Groups of teenagers would gather around the same spot in the middle of the street, leaning against parked cars on both sides of Patterson Way. They usually told war stories of fights they'd been in, or had seen. They gave blow-by-blow reenactments, throwing heroic punches and kicks, and acting out in slow motion how the victim reacted to the blows. They would stop what they were doing to talk to someone in a car that pulled up, popping their whole upper body through the open window for a few seconds. Then they'd pop out again, and the car would speed off. Other times a local would walk up to them and be escorted into a dark hallway, again for just a few seconds. Then they would be off in a flash as well. I knew the teenagers were selling pot but I never said a word about it, just kept my mouth shut. In Southie the worst thing you could be was a snitch. Those were the rules. Kevin was only eleven, but he sat by the teenagers who were running the show, and it wasn't long at all before he became the one popping his upper body into a car window or taking someone's mother into a dark hallway.

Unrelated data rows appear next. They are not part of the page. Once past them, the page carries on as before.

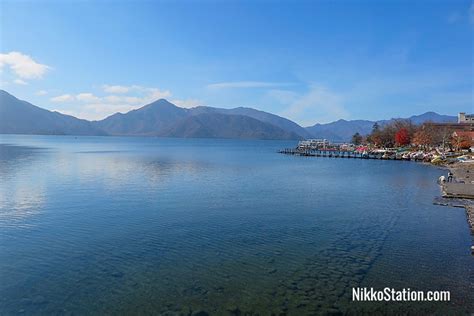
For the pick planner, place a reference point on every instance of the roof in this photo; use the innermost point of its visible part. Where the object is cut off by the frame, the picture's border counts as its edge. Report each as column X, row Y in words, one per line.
column 469, row 134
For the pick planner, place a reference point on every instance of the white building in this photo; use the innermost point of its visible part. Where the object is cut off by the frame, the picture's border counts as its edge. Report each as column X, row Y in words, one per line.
column 314, row 143
column 465, row 118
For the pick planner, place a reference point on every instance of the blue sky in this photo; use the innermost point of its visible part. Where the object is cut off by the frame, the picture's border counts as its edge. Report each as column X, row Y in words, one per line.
column 310, row 61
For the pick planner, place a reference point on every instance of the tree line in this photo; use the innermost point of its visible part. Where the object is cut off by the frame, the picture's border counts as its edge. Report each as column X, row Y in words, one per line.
column 403, row 133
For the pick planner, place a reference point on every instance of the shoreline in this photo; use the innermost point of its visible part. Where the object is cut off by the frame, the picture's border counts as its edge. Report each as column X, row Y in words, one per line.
column 461, row 189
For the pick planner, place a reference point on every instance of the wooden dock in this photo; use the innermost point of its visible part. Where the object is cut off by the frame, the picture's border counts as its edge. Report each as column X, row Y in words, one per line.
column 337, row 154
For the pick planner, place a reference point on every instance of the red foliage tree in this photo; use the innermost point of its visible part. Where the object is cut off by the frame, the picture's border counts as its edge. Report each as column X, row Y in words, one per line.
column 402, row 137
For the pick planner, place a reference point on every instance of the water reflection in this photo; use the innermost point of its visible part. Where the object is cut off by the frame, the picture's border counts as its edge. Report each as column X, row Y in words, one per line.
column 176, row 227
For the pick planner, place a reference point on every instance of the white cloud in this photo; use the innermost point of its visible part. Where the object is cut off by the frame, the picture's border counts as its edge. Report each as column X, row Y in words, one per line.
column 62, row 98
column 454, row 17
column 23, row 65
column 115, row 89
column 319, row 104
column 87, row 97
column 247, row 84
column 20, row 82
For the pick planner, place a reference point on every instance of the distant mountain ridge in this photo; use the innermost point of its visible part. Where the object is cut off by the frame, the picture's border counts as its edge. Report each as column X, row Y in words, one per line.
column 162, row 118
column 159, row 118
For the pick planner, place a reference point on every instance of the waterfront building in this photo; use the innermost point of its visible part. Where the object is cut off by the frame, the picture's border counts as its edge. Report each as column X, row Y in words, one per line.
column 465, row 118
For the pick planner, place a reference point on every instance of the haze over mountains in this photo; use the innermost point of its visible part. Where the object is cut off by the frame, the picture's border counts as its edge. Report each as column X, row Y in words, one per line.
column 162, row 118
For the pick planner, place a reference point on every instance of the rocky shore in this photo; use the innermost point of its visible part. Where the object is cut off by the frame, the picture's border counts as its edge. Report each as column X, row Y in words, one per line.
column 461, row 188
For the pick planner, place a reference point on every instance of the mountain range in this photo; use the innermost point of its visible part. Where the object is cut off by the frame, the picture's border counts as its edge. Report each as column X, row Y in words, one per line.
column 164, row 119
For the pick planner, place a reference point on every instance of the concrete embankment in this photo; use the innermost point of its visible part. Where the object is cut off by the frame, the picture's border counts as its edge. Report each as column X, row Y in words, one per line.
column 462, row 187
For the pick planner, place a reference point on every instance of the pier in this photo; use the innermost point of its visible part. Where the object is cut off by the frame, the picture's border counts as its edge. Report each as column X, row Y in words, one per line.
column 344, row 154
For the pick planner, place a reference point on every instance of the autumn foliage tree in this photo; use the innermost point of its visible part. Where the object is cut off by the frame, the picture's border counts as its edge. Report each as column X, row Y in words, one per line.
column 402, row 137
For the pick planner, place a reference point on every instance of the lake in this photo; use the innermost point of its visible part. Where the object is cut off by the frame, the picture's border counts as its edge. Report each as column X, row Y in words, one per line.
column 95, row 225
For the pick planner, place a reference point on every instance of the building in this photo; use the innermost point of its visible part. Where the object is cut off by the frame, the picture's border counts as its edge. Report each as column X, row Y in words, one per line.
column 314, row 143
column 465, row 118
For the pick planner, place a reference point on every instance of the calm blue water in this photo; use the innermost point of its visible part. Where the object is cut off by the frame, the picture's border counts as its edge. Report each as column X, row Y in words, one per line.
column 94, row 225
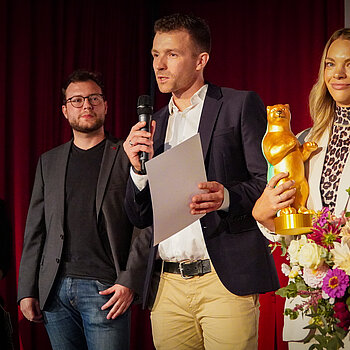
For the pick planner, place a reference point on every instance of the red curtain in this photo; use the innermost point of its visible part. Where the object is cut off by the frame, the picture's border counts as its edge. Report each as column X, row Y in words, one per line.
column 272, row 47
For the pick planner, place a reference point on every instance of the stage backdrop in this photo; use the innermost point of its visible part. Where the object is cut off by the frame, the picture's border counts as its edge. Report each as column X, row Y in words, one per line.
column 272, row 47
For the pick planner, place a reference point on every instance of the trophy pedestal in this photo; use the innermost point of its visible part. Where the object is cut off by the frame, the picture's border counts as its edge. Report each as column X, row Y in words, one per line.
column 293, row 224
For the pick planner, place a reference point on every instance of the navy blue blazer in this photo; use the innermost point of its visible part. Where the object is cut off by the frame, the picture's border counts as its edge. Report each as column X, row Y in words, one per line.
column 231, row 128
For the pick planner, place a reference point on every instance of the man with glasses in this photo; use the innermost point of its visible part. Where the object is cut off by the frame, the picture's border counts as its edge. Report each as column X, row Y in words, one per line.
column 76, row 275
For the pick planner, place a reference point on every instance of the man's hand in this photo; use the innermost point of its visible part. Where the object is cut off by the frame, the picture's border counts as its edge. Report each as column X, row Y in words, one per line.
column 31, row 310
column 137, row 141
column 209, row 201
column 120, row 300
column 274, row 199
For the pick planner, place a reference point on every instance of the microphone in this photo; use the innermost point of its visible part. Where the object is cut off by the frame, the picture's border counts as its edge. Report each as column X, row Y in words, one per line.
column 144, row 111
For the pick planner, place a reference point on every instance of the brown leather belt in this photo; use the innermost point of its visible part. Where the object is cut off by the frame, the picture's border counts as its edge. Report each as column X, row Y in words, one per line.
column 188, row 269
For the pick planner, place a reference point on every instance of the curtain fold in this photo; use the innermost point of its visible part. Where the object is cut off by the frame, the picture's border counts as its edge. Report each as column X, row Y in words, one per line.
column 273, row 47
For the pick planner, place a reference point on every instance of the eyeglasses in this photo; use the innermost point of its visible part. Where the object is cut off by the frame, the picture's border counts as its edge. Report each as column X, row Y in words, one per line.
column 78, row 101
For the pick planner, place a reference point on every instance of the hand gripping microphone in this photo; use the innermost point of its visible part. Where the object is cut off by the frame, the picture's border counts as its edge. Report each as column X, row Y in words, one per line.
column 144, row 111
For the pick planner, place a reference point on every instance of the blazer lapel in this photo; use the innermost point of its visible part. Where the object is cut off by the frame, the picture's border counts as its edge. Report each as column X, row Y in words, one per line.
column 344, row 184
column 159, row 136
column 210, row 112
column 314, row 170
column 109, row 154
column 61, row 169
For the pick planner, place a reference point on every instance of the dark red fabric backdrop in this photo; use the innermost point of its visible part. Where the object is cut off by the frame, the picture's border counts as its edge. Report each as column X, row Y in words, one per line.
column 271, row 46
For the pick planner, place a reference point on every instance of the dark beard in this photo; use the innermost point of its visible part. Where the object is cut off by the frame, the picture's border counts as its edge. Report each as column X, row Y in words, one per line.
column 87, row 129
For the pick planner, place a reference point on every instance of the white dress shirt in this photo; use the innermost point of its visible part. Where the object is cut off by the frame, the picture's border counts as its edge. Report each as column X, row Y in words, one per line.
column 187, row 244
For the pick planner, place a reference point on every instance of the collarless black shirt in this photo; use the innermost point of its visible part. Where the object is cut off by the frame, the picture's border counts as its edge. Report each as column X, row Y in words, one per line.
column 86, row 251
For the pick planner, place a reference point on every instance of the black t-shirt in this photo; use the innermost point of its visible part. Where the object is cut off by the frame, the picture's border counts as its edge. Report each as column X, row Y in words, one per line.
column 86, row 251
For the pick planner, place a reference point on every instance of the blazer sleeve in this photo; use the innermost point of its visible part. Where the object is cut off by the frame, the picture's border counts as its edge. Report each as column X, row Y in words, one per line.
column 34, row 237
column 244, row 193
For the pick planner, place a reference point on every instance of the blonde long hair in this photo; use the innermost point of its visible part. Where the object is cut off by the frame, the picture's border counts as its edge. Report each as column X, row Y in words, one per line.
column 321, row 103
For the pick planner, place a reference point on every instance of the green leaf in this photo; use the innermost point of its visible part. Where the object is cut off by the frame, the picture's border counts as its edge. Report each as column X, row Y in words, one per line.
column 315, row 346
column 288, row 291
column 322, row 340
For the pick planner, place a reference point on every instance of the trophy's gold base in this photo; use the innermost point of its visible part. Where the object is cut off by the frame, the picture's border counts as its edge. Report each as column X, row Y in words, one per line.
column 293, row 224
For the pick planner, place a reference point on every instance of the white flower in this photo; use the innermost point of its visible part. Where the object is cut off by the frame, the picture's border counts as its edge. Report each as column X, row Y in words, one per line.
column 341, row 256
column 314, row 277
column 294, row 272
column 310, row 255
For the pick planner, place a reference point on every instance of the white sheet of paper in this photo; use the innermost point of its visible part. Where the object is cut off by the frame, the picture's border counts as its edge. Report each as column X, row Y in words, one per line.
column 173, row 177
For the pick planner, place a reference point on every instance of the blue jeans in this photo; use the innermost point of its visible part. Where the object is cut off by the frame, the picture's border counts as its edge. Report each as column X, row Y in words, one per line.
column 74, row 319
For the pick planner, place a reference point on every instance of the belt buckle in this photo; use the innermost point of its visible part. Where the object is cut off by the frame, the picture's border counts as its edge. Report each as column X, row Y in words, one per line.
column 182, row 270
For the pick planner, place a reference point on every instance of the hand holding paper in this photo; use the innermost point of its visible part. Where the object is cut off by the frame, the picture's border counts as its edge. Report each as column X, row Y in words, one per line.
column 173, row 178
column 206, row 202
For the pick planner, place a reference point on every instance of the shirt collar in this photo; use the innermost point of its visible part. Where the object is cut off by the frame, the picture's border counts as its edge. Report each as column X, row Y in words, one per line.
column 196, row 98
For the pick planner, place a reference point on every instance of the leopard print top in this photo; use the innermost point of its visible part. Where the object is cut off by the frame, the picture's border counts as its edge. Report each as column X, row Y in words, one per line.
column 336, row 156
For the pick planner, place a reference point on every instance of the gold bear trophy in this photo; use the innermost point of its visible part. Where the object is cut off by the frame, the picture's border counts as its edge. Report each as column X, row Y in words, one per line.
column 284, row 153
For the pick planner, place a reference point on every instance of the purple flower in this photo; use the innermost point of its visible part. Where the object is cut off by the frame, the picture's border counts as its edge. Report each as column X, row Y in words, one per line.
column 335, row 283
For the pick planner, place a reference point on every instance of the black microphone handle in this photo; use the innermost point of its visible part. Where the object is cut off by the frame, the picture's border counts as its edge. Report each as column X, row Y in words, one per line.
column 144, row 155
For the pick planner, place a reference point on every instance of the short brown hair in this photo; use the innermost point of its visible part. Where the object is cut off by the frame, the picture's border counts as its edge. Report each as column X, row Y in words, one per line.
column 197, row 28
column 79, row 76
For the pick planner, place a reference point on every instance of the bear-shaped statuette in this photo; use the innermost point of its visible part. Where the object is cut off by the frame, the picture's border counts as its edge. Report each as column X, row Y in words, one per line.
column 284, row 153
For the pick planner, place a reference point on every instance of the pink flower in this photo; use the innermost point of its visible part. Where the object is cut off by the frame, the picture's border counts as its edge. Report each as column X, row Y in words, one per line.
column 314, row 277
column 325, row 230
column 335, row 283
column 341, row 312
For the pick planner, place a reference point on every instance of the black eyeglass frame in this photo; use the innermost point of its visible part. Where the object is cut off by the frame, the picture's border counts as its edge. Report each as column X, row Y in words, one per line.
column 85, row 97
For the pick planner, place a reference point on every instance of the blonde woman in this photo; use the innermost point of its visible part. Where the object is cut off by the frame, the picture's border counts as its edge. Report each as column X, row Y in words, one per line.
column 328, row 169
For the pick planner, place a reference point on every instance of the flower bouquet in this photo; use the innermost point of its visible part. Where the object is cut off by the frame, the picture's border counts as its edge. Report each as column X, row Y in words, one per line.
column 318, row 271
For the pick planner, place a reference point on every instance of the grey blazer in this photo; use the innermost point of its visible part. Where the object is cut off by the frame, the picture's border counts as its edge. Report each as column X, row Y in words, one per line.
column 44, row 232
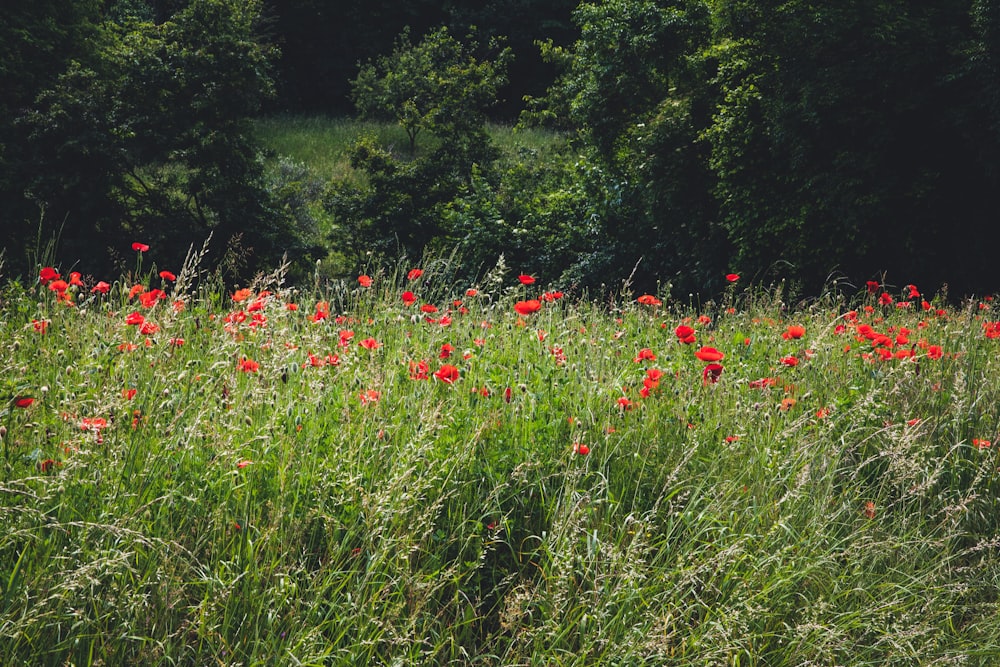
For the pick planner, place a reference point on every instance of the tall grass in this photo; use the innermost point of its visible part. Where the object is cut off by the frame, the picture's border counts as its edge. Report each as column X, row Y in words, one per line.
column 330, row 507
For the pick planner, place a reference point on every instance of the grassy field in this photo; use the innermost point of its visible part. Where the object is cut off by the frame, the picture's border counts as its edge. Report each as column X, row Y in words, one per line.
column 415, row 471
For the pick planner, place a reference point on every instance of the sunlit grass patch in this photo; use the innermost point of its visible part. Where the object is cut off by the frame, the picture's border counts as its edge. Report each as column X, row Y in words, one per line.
column 405, row 469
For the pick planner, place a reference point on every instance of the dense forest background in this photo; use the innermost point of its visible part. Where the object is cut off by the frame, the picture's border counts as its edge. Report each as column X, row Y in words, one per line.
column 850, row 141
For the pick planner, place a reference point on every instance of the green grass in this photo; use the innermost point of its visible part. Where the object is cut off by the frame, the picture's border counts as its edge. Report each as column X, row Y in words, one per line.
column 841, row 513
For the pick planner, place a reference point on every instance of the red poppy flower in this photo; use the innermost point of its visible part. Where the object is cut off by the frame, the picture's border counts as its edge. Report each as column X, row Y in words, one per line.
column 248, row 365
column 47, row 275
column 711, row 373
column 528, row 307
column 794, row 331
column 653, row 376
column 685, row 334
column 419, row 370
column 645, row 354
column 649, row 300
column 447, row 374
column 709, row 354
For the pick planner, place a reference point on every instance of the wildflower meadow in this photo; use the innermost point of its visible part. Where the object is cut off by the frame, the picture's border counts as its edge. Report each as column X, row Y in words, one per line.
column 403, row 469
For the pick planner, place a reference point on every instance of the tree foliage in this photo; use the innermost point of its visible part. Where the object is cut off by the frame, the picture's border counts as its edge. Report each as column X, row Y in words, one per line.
column 792, row 139
column 150, row 140
column 436, row 86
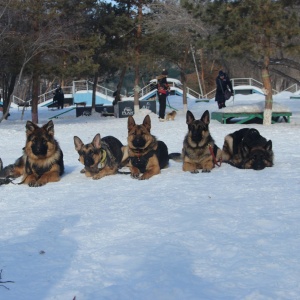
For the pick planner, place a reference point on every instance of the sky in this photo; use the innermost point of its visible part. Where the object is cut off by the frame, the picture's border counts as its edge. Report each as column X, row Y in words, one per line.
column 229, row 234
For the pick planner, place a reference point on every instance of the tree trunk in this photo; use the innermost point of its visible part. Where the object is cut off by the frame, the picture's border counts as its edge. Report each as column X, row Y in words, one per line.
column 8, row 88
column 120, row 84
column 183, row 80
column 268, row 90
column 184, row 96
column 94, row 92
column 35, row 97
column 137, row 58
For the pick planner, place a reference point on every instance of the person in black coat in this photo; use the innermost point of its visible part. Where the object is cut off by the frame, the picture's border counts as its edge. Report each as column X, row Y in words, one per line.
column 223, row 83
column 59, row 97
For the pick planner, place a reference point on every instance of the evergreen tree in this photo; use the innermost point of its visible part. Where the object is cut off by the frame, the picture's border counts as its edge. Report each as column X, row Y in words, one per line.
column 254, row 29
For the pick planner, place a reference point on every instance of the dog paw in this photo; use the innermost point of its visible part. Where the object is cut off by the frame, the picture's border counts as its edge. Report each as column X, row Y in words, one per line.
column 36, row 184
column 135, row 175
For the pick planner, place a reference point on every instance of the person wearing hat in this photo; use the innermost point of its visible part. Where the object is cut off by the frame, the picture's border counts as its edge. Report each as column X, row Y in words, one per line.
column 223, row 83
column 162, row 90
column 59, row 97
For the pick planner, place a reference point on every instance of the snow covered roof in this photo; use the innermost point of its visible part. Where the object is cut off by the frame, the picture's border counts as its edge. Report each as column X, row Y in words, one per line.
column 255, row 108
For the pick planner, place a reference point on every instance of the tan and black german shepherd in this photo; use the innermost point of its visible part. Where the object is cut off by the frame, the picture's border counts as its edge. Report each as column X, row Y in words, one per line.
column 146, row 155
column 199, row 149
column 247, row 149
column 42, row 159
column 101, row 157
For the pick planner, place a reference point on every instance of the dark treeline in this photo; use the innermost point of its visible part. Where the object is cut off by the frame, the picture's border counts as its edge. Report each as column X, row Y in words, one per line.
column 128, row 42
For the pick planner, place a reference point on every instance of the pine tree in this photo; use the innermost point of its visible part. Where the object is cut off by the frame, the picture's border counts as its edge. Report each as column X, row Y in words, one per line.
column 258, row 30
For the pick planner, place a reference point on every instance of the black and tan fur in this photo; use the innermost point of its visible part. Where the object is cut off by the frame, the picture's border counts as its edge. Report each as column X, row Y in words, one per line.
column 101, row 157
column 146, row 155
column 199, row 149
column 247, row 149
column 171, row 115
column 42, row 159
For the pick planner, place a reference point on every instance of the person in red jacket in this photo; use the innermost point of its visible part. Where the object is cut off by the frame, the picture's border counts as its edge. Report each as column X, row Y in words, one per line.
column 163, row 89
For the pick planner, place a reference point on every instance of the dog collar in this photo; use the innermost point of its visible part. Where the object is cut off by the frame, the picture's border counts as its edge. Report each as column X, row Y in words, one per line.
column 100, row 165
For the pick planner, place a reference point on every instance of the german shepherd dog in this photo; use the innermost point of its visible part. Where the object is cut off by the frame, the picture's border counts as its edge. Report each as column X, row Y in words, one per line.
column 146, row 155
column 247, row 149
column 101, row 157
column 171, row 115
column 199, row 149
column 42, row 159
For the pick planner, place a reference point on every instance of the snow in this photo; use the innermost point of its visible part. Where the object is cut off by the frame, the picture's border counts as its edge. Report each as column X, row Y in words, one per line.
column 229, row 234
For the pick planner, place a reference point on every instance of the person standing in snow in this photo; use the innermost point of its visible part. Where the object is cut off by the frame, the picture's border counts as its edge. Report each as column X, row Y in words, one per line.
column 162, row 90
column 59, row 97
column 223, row 84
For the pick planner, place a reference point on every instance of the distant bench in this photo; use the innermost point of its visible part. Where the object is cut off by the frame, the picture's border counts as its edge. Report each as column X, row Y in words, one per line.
column 52, row 105
column 225, row 117
column 23, row 104
column 80, row 104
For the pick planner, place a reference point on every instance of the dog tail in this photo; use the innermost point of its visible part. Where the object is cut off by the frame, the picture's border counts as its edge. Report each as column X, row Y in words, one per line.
column 124, row 172
column 175, row 156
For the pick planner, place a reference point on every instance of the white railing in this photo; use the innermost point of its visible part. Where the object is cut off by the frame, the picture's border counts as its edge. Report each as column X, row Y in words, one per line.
column 293, row 88
column 85, row 85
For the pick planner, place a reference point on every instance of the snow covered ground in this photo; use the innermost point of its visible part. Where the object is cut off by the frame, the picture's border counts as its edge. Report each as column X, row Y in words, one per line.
column 229, row 234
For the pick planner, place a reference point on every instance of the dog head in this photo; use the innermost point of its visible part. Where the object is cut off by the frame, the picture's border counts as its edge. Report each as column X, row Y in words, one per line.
column 139, row 136
column 198, row 129
column 258, row 157
column 40, row 140
column 90, row 155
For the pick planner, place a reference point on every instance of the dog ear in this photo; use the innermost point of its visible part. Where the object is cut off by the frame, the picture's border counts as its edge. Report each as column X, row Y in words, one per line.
column 30, row 127
column 147, row 123
column 97, row 141
column 78, row 143
column 268, row 145
column 189, row 117
column 205, row 117
column 49, row 127
column 131, row 123
column 245, row 150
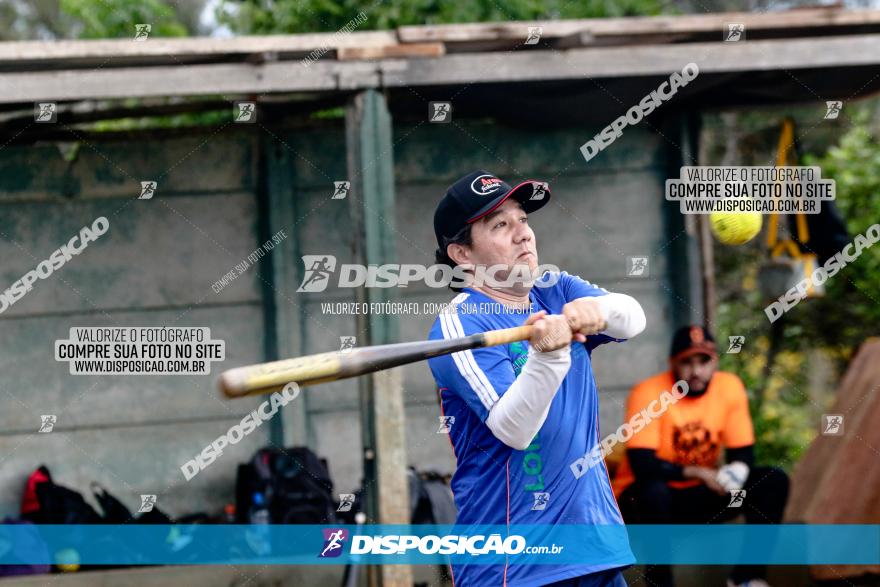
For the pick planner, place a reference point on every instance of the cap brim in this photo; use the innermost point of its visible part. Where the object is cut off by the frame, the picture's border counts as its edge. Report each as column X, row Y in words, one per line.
column 522, row 192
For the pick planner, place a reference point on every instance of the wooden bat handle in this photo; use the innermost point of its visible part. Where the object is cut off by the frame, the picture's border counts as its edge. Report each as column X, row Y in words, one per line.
column 507, row 335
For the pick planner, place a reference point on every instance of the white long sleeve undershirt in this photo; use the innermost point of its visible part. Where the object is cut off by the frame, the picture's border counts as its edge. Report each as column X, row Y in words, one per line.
column 520, row 412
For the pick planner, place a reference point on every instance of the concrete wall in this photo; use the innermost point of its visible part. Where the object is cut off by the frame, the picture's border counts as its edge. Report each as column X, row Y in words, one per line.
column 216, row 197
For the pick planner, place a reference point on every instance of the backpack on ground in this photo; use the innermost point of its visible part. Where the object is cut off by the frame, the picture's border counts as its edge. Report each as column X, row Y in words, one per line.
column 293, row 484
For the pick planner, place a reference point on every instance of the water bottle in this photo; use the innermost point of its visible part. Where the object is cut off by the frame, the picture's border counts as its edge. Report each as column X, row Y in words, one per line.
column 258, row 535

One night as I sat in the window watching and waiting for something to explode, I saw a giant cockroach appear out of the corner of my eye. I thought it was a rat it was so big, and I completely forgot about the tension building outside on one of the hottest nights of the year. It was about four inches long and more than an inch thick. I'd never before seen a cockroach the size of that one, and I yelled as loud as I could. The mothers all looked up from the stoop, Kevin and his friends in the street barreled upstairs, and my mother and sisters came out of their rooms. This was great, I thought. My whole family and a good portion of the neighborhood were sticking together to gang up on the giant cockroach. Kevin laughed when he saw what it was, but he led everyone else on a chase through the house after it. The mothers didn't budge from the stoop, but they wanted to know what was going on and waited for updates from our window. Just when Kevin had cornered the roach, and it knew its moments were numbered, it suddenly discovered it had a means of escape. It spread its huge wings and attempted to fly, but could only make long leaps. You could hear it landing with a small thump from wall to ceiling. We threw shoes and it finally leapt into the bathtub and down the drain. Ma turned on the water, as the gang of neighborhood kids looked on, crowded into our small bathroom. One of the teenagers said it was a “water bug” brand of cockroach and that we'd see plenty more of them this summer, especially on muggy nights. “Did you fuckin' kill it yet or what?” one of the mothers yelled up with a laugh. We weren't sure, so I kept the water running down the drain all night. The episode had broken that night's tension on Patterson Way. It was good to be part of the neighborhood.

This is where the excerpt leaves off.